Далее П.Н. Нестеров описывает своё восприятие процесса выполнения «мёртвой петли», известного нам из протокола.
…За все время этого 10-секундного полета я чувствовал себя так же, как и при горизонтальном повороте с креном градусов в 70–80, т. е. ощущал телом поворот аэроплана, как, например, лёжа в поезде, чувствуешь телом поворот вагона. Здесь же я сидел несколько мгновений вниз головой и прилива крови к голове не чувствовал, стремления отделиться от сиденья тоже не было, и ноги давили на педали. Мой анероид не выпал из кармана куртки, и инструменты в открытых ящиках остались на своих местах. Бензин и масло также удерживались центробежной силой на дне бака, т. е. вверху, и нормально подавались в мотор, который великолепно работал всю верхнюю половину петли…

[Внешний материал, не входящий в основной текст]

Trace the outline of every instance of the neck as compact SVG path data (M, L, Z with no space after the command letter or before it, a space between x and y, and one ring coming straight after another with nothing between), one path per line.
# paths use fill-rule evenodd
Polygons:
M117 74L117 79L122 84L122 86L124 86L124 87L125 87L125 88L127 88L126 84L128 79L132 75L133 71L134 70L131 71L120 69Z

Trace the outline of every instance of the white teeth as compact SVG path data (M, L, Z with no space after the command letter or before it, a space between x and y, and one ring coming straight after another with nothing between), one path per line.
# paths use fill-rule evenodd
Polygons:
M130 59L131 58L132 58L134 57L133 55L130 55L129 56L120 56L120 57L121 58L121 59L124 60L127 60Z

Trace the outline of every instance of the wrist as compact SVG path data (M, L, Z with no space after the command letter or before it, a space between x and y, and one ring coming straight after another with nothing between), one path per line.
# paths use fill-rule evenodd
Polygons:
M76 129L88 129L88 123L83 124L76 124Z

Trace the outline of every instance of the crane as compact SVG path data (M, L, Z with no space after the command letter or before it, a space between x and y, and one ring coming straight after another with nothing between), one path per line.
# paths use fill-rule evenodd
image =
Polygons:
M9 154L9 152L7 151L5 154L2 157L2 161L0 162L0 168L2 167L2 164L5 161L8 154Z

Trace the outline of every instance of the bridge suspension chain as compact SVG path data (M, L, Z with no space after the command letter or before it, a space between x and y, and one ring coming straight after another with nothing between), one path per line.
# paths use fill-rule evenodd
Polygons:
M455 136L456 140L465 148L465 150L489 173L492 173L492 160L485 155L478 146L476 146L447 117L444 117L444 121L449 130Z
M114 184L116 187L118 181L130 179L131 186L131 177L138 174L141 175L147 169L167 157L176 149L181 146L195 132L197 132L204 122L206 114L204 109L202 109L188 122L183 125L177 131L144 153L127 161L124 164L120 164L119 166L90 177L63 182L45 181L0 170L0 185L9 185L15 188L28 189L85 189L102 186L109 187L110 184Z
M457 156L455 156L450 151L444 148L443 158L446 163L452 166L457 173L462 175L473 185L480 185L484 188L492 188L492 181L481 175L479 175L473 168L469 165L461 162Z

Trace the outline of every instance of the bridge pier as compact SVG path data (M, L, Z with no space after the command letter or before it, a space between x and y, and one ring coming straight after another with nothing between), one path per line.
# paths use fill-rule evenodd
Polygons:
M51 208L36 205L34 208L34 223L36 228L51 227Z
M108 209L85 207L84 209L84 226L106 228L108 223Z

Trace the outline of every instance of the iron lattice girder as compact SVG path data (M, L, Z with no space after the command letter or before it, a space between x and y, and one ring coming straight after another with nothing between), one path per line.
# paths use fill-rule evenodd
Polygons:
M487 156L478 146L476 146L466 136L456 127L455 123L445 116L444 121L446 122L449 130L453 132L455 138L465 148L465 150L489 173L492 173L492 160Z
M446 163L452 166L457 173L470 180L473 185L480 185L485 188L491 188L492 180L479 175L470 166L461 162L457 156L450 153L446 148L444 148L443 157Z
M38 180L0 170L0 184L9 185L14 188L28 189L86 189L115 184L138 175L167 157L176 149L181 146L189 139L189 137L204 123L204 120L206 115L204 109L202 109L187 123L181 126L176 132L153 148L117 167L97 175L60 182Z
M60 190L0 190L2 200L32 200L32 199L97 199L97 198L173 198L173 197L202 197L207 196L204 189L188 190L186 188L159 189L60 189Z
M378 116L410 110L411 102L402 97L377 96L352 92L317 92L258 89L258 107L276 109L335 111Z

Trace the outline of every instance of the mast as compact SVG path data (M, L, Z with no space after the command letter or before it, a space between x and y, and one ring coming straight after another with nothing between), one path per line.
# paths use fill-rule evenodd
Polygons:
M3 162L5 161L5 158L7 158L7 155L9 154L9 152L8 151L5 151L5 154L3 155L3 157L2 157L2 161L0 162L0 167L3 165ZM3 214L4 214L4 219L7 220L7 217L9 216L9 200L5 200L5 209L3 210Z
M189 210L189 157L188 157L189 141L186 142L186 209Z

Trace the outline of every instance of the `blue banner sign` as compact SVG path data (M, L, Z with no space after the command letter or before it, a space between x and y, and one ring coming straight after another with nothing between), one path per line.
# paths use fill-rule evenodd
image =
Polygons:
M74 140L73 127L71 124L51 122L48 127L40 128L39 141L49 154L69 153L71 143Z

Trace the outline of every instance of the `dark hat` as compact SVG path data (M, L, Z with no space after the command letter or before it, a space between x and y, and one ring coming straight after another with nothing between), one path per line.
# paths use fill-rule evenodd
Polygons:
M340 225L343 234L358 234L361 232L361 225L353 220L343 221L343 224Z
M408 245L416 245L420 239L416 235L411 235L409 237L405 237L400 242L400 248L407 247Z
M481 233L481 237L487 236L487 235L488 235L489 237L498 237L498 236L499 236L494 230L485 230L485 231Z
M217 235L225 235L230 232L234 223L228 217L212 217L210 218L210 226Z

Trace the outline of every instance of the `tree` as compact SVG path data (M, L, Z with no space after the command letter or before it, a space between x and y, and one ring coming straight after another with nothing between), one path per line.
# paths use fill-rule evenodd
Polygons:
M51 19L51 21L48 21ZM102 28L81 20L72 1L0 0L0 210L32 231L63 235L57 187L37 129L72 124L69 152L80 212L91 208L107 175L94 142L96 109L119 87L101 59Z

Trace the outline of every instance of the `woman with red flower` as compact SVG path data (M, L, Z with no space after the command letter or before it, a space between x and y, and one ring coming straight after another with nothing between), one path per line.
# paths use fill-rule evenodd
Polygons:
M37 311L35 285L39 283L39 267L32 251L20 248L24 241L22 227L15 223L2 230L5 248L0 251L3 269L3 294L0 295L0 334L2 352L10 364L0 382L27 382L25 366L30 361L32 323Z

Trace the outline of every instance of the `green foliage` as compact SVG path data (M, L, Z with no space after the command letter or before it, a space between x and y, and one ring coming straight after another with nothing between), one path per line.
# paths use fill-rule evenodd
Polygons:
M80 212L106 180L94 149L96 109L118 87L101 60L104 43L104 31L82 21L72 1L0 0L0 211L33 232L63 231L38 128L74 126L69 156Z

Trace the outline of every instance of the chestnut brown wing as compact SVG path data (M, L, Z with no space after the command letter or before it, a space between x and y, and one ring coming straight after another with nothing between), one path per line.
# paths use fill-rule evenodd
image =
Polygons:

Хочется заметить, что спустя 70 лет в аэроклубе мне — автору этой заметки — приходилось выполнять на планере «мёртвую петлю» как необязательную фигуру пилотажа. Инструктором полётов она воспринималась как мелкая шалость, допустимая для приобретения навыков вывода летательного аппарата из «штопора». И ощущений от перегрузок особых не было, кроме обвисающей кожи на челюстях и сползания наушников с ушей на щёки. Но самым впечатляющим был вид горизонта, выплывающего над головой из-за затылка.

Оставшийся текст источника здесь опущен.